Roseau

Salt

Roseau, aka East Londoner Kerry Leatham, is part of a nascent-ish movement that could tentatively be called avant-R&B. The name Roseau, taken from the capital city of Dominica where her family has its roots, might suggest an affinity with the Caribbean influences that occasionally crop up in Rihanna’s music, but Salt almost entirely draws its sonic palette solidly from the Estuarine zone where East London meets Essex, even if the album was conceived and created further out in a more pastoral environment.

According to the spiel promoting the album on Big Dada’s website, the skeletons of these 11 tracks were created from recordings Leatham made by banging on bits of metal and screaming in an abandoned warehouse, but if that’s the case, there’s little trace of such industrial shenanigans in the finished result. Instead, Salt is a crisp, exquisitely-produced time capsule that crystallises the urban avant-pop scene of 2015 in just under 40 emotionally-charged minutes.

‘Kids And Drunks’, the second track, is so damn wonderful I can’t look past it. There are hints of vintage 80s synth-pop in the sharp snare cracks and warm layers of synth, whilst the overall melancholic mood lands somewhere between the David Sylvian of ‘Wave’ and Burial’s most recent EP Rival Dealer. Leatham’s expressive lyrics deal with the irresistible allure of a commitment-phobic ex-partner with honesty and candour, but it’s the sensitively-applied waves of synthesiser and her gentle, emotionally-charged vocals. It has "hit single" smeared all over it, and indeed, whilst Salt supposedly sits in similar territory to Cooly G’s Wait ‘Til Night, it is remarkably pop-friendly in a way Merrisa Campbell’s album wasn’t. I can imagine that for some who find Campbell’s starkly sexual lyrics and musical austerity challenging, but mainstream R&B too tacky, Roseau’s music is a nice and expertly-crafted middle ground.

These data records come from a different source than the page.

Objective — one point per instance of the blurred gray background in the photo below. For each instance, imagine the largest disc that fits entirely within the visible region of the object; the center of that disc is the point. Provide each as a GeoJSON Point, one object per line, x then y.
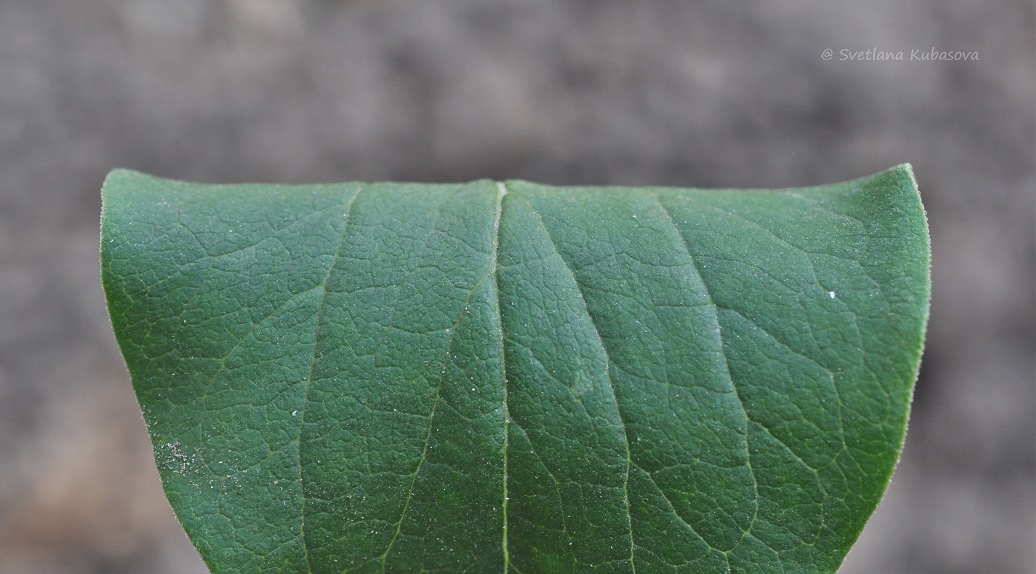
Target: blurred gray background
{"type": "Point", "coordinates": [596, 91]}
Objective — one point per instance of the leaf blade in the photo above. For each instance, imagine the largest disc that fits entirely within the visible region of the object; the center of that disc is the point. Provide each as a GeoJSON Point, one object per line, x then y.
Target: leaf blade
{"type": "Point", "coordinates": [514, 376]}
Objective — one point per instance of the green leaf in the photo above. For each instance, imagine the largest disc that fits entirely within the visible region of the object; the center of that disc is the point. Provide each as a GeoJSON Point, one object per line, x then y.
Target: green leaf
{"type": "Point", "coordinates": [515, 377]}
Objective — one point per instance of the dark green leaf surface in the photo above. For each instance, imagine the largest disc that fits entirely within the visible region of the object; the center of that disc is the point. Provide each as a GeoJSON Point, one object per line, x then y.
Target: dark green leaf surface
{"type": "Point", "coordinates": [512, 377]}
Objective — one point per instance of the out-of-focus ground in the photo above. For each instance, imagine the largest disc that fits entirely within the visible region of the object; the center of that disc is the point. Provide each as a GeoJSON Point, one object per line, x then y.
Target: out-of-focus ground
{"type": "Point", "coordinates": [667, 92]}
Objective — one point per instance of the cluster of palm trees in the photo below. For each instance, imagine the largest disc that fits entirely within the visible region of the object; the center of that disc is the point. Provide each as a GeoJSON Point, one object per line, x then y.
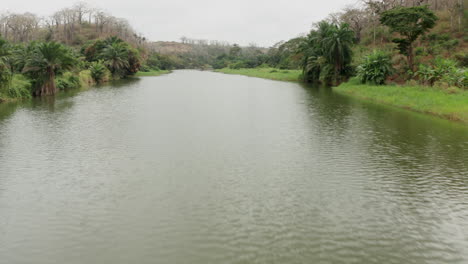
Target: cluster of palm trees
{"type": "Point", "coordinates": [327, 53]}
{"type": "Point", "coordinates": [41, 62]}
{"type": "Point", "coordinates": [118, 56]}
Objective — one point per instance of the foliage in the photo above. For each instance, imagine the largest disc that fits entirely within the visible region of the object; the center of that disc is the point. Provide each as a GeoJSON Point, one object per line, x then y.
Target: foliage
{"type": "Point", "coordinates": [47, 60]}
{"type": "Point", "coordinates": [410, 23]}
{"type": "Point", "coordinates": [376, 67]}
{"type": "Point", "coordinates": [5, 64]}
{"type": "Point", "coordinates": [442, 103]}
{"type": "Point", "coordinates": [443, 70]}
{"type": "Point", "coordinates": [68, 81]}
{"type": "Point", "coordinates": [327, 53]}
{"type": "Point", "coordinates": [98, 71]}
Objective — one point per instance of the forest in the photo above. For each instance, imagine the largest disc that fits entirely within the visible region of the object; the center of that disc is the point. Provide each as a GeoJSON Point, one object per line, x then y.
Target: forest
{"type": "Point", "coordinates": [414, 42]}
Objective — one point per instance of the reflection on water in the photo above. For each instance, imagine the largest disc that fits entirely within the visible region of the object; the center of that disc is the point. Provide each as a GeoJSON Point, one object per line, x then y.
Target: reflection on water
{"type": "Point", "coordinates": [199, 167]}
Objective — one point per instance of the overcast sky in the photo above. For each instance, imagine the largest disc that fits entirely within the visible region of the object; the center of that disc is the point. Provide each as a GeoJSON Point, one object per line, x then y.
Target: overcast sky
{"type": "Point", "coordinates": [263, 22]}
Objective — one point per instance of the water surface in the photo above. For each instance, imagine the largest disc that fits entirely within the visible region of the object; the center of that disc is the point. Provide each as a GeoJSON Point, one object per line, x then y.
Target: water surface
{"type": "Point", "coordinates": [199, 167]}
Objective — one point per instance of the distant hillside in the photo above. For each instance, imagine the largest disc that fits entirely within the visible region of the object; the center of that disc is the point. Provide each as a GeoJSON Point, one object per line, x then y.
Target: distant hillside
{"type": "Point", "coordinates": [170, 47]}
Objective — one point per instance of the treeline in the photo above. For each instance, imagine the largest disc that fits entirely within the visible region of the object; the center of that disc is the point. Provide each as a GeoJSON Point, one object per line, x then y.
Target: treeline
{"type": "Point", "coordinates": [75, 46]}
{"type": "Point", "coordinates": [73, 26]}
{"type": "Point", "coordinates": [203, 54]}
{"type": "Point", "coordinates": [378, 41]}
{"type": "Point", "coordinates": [42, 68]}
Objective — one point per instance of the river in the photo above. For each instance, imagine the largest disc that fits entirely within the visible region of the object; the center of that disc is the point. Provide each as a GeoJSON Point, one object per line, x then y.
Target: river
{"type": "Point", "coordinates": [201, 167]}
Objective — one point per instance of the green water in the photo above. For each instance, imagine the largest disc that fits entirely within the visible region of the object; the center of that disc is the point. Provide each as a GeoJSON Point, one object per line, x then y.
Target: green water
{"type": "Point", "coordinates": [200, 167]}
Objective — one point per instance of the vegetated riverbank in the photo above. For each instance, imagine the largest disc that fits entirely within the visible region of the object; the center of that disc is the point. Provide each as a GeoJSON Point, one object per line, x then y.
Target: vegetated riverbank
{"type": "Point", "coordinates": [266, 73]}
{"type": "Point", "coordinates": [451, 103]}
{"type": "Point", "coordinates": [151, 73]}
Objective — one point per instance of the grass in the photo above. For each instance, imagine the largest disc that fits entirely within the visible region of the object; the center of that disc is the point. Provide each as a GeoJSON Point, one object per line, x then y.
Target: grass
{"type": "Point", "coordinates": [151, 73]}
{"type": "Point", "coordinates": [449, 104]}
{"type": "Point", "coordinates": [266, 73]}
{"type": "Point", "coordinates": [19, 88]}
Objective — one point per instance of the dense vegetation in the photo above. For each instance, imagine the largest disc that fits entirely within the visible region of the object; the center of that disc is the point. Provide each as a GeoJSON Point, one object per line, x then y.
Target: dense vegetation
{"type": "Point", "coordinates": [43, 68]}
{"type": "Point", "coordinates": [66, 52]}
{"type": "Point", "coordinates": [380, 41]}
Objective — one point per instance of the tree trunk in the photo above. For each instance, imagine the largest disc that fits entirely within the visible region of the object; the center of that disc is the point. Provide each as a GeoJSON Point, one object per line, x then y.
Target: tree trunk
{"type": "Point", "coordinates": [48, 88]}
{"type": "Point", "coordinates": [411, 57]}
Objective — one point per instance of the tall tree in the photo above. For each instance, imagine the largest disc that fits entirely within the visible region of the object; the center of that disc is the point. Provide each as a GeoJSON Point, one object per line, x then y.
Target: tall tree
{"type": "Point", "coordinates": [410, 23]}
{"type": "Point", "coordinates": [46, 60]}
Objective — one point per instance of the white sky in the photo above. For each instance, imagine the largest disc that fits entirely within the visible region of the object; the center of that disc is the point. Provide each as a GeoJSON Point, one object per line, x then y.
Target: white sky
{"type": "Point", "coordinates": [263, 22]}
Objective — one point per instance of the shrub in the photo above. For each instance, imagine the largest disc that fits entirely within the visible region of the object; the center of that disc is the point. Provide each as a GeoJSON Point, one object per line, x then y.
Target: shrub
{"type": "Point", "coordinates": [462, 58]}
{"type": "Point", "coordinates": [20, 87]}
{"type": "Point", "coordinates": [376, 67]}
{"type": "Point", "coordinates": [98, 71]}
{"type": "Point", "coordinates": [68, 81]}
{"type": "Point", "coordinates": [444, 71]}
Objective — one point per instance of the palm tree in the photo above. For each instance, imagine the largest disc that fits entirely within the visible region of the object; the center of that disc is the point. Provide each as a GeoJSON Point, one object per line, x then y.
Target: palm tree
{"type": "Point", "coordinates": [5, 63]}
{"type": "Point", "coordinates": [326, 52]}
{"type": "Point", "coordinates": [45, 61]}
{"type": "Point", "coordinates": [337, 47]}
{"type": "Point", "coordinates": [115, 57]}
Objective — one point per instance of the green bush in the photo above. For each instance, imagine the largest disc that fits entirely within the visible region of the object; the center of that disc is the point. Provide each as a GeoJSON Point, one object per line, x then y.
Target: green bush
{"type": "Point", "coordinates": [98, 71]}
{"type": "Point", "coordinates": [445, 71]}
{"type": "Point", "coordinates": [376, 67]}
{"type": "Point", "coordinates": [20, 87]}
{"type": "Point", "coordinates": [68, 81]}
{"type": "Point", "coordinates": [462, 59]}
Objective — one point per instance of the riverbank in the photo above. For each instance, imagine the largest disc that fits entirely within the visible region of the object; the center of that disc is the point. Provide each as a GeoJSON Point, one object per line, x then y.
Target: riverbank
{"type": "Point", "coordinates": [266, 73]}
{"type": "Point", "coordinates": [450, 104]}
{"type": "Point", "coordinates": [151, 73]}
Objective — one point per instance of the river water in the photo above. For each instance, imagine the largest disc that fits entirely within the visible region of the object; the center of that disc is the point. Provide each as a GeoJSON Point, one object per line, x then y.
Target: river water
{"type": "Point", "coordinates": [200, 167]}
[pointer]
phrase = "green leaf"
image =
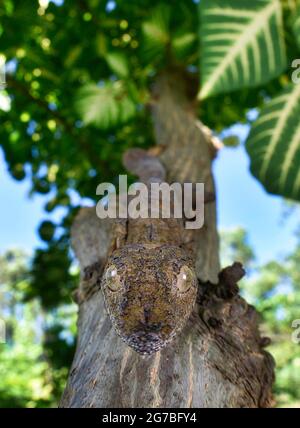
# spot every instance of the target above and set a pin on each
(242, 44)
(156, 32)
(105, 106)
(47, 230)
(182, 43)
(117, 61)
(296, 26)
(274, 144)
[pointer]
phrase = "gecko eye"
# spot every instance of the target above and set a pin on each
(185, 279)
(113, 279)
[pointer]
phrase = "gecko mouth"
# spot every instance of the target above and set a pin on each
(145, 343)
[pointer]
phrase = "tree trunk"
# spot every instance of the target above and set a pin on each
(218, 360)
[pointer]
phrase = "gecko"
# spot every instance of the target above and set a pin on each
(148, 278)
(149, 282)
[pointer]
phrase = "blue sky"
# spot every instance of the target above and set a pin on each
(242, 201)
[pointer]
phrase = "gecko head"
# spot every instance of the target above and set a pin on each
(149, 292)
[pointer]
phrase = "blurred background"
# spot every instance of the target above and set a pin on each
(57, 144)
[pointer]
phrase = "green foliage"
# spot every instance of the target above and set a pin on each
(241, 44)
(244, 45)
(296, 25)
(105, 106)
(275, 291)
(274, 144)
(39, 346)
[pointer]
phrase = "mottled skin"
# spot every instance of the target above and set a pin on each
(149, 283)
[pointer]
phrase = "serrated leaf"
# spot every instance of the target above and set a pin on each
(105, 106)
(118, 63)
(242, 44)
(296, 26)
(274, 144)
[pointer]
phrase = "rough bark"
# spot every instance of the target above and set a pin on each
(218, 360)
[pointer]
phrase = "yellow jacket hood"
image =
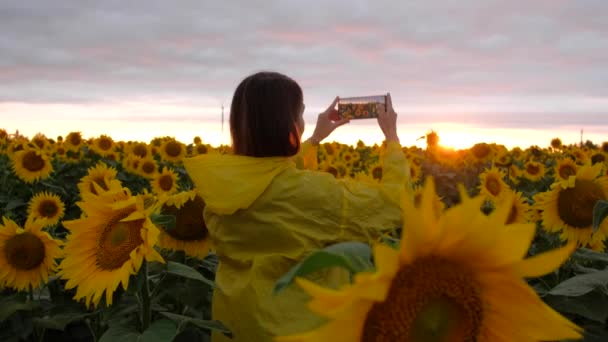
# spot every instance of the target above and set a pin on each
(228, 182)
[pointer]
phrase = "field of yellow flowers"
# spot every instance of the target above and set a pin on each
(104, 240)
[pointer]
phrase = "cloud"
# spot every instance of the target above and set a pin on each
(483, 56)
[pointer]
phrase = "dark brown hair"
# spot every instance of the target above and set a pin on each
(264, 115)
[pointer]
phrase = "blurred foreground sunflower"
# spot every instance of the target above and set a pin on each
(107, 245)
(27, 255)
(46, 208)
(31, 165)
(190, 233)
(457, 277)
(568, 207)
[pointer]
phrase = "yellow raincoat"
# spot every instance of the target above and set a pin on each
(265, 214)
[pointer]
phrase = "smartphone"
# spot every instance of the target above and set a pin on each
(361, 107)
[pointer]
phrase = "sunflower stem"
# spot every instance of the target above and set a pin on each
(146, 306)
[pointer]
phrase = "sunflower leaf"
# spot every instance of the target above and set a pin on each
(317, 261)
(185, 271)
(167, 222)
(581, 284)
(600, 212)
(201, 323)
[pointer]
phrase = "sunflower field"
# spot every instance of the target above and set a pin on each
(104, 240)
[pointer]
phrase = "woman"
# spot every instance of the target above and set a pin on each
(264, 214)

One gets a hint at the warehouse found sound origins of Salt on the opening bars of ‘New Glass’, an acid story of a swaggering yob that lurches between grime’s starkness and the storytelling of Kate Tempest. Leatham’s lyrics are more oblique, less overtly narrative than Tempest’s, but she delivers them with delicious venom, her voice dripping with sarcasm. ‘Grab’ is similarly driving and aggressive, albeit with more inward-looking lyrics (it kicks off with the smile-inducing "I’m fucking sick so I gotta get out"), all seesawing synths and industrial-style percussion, Roseau sounding punch drunk as she lurches through the track, her voice soaring as she implores an unknown interlocutor to take her home after a messy night out. These are all stories anyone can relate to, especially those living in the modern urban sprawl, and Leatham’s talent is in honing in on the pure emotions of each scenario she touches on.

Salt is a promising debut, not perfect but certainly beautifully-produced, and with enough highlights (apart from the glorious ‘Kids And Drunks’, other stand-outs include ‘Florida’ and the minimalist and melancholic ‘Accelerate’) to keep drawing fans of oblique, intelligent pop back for listen upon listen. I’m not so keen on the presence of male vocals on a couple of tracks, because they tend to detract from Leatham’s startling voice and disrupt the coherence of the album’s flow, but that is really a minor quibble when stacked against the sheer emotional pleasure of this album.